Hello, junior kindergarten: As his son Miles begins school, Jon Willing enters a new scheduling nightmare
The first year of school — and possibly the ensuing 13 — requires a proper hardcopy calendar.
That was the first lesson for our household as Miles prepared to start junior kindergarten in September.
Sure, the transition from preschool to big school can be jarring for a four-year-old who, in our case, has spent the last three years with friendly, familiar faces and a rarely changed routine, even during the COVID-19 pandemic.
The daily cycle suddenly blows up; the midday naps disappear and there’s a whole bunch of new kids and teachers.
For parents of new JKers, it’s a new world order.
In our pre-JK household, Miles had somewhere to be almost each day of the year between our working hours.
The new reality meant there were a couple of hours at the end of each school day that needed attention, and sorted out way before the school year actually started.
The hustle to secure after-school care was just the warmup for the scheduling olympics. Nicole and I sat at the dining room table on an afternoon this past July sorting out vacation requests for August — that is, August 2023.
Of course, this is nothing new for families that have been in the school system for several years. But for newbies like us, it was a rude awakening.
Part of the challenge was needing to submit vacation requests before knowing anything about the status of various summer camps, which I hear is another Hunger Games-esque experience for parents desperate to find spots for their kids.
At first, we were high-fiving at the five-figure cost savings we were about to score over the year, thanks to daycare costs ending.
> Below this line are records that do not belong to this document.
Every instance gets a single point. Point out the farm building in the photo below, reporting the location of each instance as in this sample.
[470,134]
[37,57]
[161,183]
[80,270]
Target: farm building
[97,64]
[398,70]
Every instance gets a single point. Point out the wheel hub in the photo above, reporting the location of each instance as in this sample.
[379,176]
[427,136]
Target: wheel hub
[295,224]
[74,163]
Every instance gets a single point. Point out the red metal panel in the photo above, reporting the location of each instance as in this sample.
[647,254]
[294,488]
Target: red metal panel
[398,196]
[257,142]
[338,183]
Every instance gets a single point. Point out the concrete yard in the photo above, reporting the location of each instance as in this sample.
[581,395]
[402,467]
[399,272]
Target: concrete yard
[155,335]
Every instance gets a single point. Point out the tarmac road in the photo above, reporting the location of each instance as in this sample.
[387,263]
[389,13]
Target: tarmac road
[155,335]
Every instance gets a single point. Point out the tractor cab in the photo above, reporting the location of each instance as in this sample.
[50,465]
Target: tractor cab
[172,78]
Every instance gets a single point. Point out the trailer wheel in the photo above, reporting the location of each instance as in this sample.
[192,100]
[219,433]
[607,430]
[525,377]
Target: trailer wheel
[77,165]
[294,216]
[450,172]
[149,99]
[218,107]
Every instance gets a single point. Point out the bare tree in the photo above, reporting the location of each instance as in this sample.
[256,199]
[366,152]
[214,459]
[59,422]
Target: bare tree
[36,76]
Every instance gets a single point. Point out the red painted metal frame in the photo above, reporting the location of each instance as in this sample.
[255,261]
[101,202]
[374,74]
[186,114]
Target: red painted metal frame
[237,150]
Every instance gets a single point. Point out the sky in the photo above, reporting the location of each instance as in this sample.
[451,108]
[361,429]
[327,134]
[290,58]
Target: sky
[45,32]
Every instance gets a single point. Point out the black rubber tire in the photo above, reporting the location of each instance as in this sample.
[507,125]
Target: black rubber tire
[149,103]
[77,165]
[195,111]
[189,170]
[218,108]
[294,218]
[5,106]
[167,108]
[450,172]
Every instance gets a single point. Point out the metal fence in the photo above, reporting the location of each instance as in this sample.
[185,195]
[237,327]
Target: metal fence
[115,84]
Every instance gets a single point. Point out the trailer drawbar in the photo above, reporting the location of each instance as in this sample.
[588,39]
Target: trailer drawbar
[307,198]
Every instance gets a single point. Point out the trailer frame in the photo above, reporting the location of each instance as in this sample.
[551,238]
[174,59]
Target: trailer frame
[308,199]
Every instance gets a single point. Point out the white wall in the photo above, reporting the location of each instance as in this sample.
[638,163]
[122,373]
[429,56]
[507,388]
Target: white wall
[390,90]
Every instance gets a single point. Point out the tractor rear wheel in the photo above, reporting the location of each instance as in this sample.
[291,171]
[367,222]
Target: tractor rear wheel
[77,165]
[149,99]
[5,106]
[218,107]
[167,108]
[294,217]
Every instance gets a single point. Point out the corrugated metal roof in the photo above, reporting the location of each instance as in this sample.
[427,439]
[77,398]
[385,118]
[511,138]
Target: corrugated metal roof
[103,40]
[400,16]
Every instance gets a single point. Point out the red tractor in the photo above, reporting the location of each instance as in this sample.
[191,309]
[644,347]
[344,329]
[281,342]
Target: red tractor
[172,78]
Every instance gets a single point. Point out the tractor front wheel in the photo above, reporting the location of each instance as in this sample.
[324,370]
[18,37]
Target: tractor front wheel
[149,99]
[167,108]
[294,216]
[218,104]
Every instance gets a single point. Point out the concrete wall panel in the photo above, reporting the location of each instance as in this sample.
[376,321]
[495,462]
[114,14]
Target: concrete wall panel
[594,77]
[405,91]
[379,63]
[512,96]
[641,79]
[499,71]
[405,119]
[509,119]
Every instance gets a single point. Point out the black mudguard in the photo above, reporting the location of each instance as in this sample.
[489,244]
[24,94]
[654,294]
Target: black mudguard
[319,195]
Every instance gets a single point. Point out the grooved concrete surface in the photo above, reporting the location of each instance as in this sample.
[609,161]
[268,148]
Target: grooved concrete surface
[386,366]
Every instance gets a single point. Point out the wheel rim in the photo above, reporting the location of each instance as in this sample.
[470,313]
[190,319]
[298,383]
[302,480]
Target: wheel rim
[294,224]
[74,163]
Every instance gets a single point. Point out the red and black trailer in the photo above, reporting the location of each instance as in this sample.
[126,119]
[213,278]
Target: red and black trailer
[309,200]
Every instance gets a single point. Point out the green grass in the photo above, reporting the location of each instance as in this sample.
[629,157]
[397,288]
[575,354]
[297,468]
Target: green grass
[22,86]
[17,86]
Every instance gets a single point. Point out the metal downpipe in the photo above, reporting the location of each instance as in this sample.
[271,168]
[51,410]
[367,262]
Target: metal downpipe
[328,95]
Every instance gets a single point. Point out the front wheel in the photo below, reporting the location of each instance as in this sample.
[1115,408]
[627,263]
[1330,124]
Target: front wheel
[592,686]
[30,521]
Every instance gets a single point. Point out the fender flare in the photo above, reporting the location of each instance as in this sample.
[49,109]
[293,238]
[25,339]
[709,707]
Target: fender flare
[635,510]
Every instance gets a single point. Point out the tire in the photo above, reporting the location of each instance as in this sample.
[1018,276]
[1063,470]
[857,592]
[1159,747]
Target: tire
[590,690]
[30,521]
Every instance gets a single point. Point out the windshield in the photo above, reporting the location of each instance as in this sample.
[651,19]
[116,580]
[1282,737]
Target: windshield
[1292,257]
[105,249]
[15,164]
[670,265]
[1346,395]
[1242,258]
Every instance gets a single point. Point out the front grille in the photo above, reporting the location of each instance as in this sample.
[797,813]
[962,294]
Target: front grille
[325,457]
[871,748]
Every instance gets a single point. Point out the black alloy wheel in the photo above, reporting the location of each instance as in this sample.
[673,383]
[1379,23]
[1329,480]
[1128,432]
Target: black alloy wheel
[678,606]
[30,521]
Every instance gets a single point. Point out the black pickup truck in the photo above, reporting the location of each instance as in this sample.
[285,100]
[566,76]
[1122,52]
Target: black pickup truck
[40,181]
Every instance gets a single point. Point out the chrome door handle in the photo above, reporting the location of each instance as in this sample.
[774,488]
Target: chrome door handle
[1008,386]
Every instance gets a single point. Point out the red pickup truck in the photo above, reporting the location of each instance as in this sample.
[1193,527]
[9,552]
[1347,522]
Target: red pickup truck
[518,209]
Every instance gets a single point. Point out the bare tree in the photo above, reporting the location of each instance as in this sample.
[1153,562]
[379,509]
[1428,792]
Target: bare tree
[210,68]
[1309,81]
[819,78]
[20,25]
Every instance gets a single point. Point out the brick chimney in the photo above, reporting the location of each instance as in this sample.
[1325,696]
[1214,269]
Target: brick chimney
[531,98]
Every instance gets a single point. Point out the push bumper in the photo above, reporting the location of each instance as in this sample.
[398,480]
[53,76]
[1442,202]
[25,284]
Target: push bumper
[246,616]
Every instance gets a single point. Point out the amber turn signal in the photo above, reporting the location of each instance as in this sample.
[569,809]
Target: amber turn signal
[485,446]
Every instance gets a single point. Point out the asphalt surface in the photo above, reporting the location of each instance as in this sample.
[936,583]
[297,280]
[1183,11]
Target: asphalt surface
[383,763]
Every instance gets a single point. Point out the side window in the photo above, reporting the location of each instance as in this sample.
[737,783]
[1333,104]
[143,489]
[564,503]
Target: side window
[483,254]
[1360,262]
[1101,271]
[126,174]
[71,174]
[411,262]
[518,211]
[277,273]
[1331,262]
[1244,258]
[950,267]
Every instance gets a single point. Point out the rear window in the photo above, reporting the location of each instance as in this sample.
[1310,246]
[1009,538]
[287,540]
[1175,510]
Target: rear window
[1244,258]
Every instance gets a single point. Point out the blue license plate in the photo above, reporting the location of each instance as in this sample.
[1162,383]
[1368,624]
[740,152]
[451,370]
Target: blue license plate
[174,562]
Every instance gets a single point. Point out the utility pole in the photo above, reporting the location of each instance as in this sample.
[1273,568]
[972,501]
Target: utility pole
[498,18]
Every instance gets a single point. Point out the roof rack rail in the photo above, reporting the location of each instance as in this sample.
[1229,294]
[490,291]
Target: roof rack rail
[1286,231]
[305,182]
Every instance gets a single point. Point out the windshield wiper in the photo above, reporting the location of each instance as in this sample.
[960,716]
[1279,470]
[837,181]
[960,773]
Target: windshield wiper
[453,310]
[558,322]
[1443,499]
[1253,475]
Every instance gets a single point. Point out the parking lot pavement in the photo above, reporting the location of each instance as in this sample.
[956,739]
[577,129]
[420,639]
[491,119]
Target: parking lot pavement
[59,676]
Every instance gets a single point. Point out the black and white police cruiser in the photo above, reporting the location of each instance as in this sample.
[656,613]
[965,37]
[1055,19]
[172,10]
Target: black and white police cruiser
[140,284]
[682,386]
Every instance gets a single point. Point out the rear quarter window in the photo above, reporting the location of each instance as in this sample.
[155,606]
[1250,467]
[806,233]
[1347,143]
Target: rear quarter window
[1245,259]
Then we realized much of the money would be shifted to camps.
Just when we thought we had our schedules figured out, I received a hot tip at the soccer field one evening that it’s more difficult to find day camp openings at the end of August because camp staff are heading back to their post-secondary schools.
And that’s just summer. There’s the two-week Christmas break and one-week March break. Add Family Day and Easter Monday to the list if your household doesn’t get those days off.
Then there are the P.A. days.
Which brings me back to our realization about calendars. You need to see what’s coming beyond the next week, or even the next year.
It seems to me, a calendar needs to be unavoidable and right in your face every day, like taped beside a toilet, though most families stick with the fridge door.
I have visions of standing in front of 12 monthly calendars pinned to a wall, and holding a box of markers, crunching the numbers to make sure our vacation days and day camps cover the non-school days. Maybe we could convert our garage to the “calendar room.”
I suppose this is what every July will now bring. It turns out, I have fewer worries about Miles’ new school life compared to our household managing the school-less parts of the year.